Wednesday, October 2, 2013

Number 31: Invent an Interesting Past... Or Work On Creating An Even Better Future

Hey Gen Y. Millennials. Whatever all of you underemployed, over-ambitious, under-40s are being called this week. Can I get something off of my chest? Can I ask a teeny, tiny favor? Could you all please STOP. YOUR. BITCHING. Yeah, I'm talking to you, whoever wrote this article and this article, but I'm also talking to myself. Do you know how many times a week I complain about the "first-world problems" I'm experiencing? Too many. Complaining is natural - I get it. And keeping frustrations in is simply unhealthy. But lately I'm sick of listening to myself. I complain about everything from not having the perfect pair of shoes to wear on a Saturday night, to why I'm a 6 instead of a 4, to complaining about my job, to complaining about my career (and yeah those things are different). And let's not get started on the tirades I've gone on about my love life.

But what do I ever do about it? What do any of us every do about it?

I read a rash of articles every day that just COMPLAIN about the state of our lives without thinking about improving on it. We graduated into a recession, that sucks. We may be dreamers, but why is that a bad thing? We are called lazy, yet somehow we have the time and the means (and apparently the drive) to write article after article about the sorry state we are in - but we can't control those things. I mean someone out there had the time to create a DATING SITE FOR GHOSTS, but we don't have the time to spread any good. Look at what is going on in Washington. It's essentially a massive temper tantrum, but WHY?! This is helping NO ONE. NO. ONE.

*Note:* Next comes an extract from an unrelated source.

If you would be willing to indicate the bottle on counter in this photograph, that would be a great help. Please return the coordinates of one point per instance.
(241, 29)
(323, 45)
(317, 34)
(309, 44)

So, starting today, instead of acting like this about the things I can't control...


...I'm going to focus on the things I can control and challenge myself to something I'm calling Be Better October. I started this blog (twice) to give myself a challenge. To publicly dare myself to get out and DO something. Here's All I Wanna Do this month...

- Be Better At Saving. The problem? I love clothes. LOVE THEM. But I don't necessarily need to buy any new ones right now.  
The Challenge: I will not buy any new clothes during the month of October. In addition to what I already put aside from each check, I WILL put an extra $25 into my savings account at the end of each week.
The Payoff: I'll have an extra $100 set aside to do something nice for myself. Or a jump start on my holiday present fund.  
The Duration: October 1 - October 31.

- Be Better To My Liver. The problem? Chicago is a drinking town. Everywhere you go, alcohol is not only presented to you, but it is encouraged that you have multiple drinks.
The Challenge: Stay sober for an entire week. (I'll give myself a bye for a celebratory glass of wine on Friday evening. Or when my fantasy team dominates again this week.)
The Payoff: Again, there's the bank account thing... but I'll have more energy to complete my "Be Better" tasks.
The Duration: October 2 - October 9.

- Be Better About Increasing My Mileage. The problem? I ran a half-marathon in May and while I haven't stopped running, I haven't kept my mileage up to the number I'd like it to be. Now that it's getting cooler, it's easier for me to go on longer runs, so it seems like a good time to up my mileage.
The Challenge: Run at least 60 miles this month.To be fair, I ran 52 miles in the month of September. But I'm determined to up the ante.
The Payoff: Looking smoking hot in my not-at-all sexy Halloween costume. (That isn't sarcasm. It's really unsexy. But it is hilarious. Obviously.) And smoking the competition in the two road races I've got lined up for November.
The Duration: October 1 - October 31.

- Be Better To My City. The problem? I feel selfish. In an effort to think and act more positively this month, I think I should do something for my community.
The Challenge: Volunteer at least once this month.
The Payoff: I'm helping to make my city better and someone's day better while betting myself.
The Duration: We'll see what I choose to do!

Be Better About Complaining. The problem? I'm sick of negativity. With all of the time I spend complaining about things, I could be using that time to make improvements
The Challenge: Like with anger management, I'm going to count to ten before I complain.
The Payoff: Hopefully I'll be sending out more positive vibes by the end of the month.
The Duration: This one is open ended... the wishful thinking part of me hopes this will become habit.

- Be Better About Working Hard. The problem? No matter how hard I work as an actor, there is always someone working harder.
The Challenge: Find and work out two new monologues by the end of the month.
The Payoff: ...we'll see.
The Duration: October 1 - October 31.

So, here we go internet. I'm trying to do a little good, one day at a time. So here's to a little less bitching, a little more positivity. I plan on feeling like this by the end of the month...


...because really, when I think best self, I think breaking it down with TSwift. Happy October, Friends. I'm off to do some good.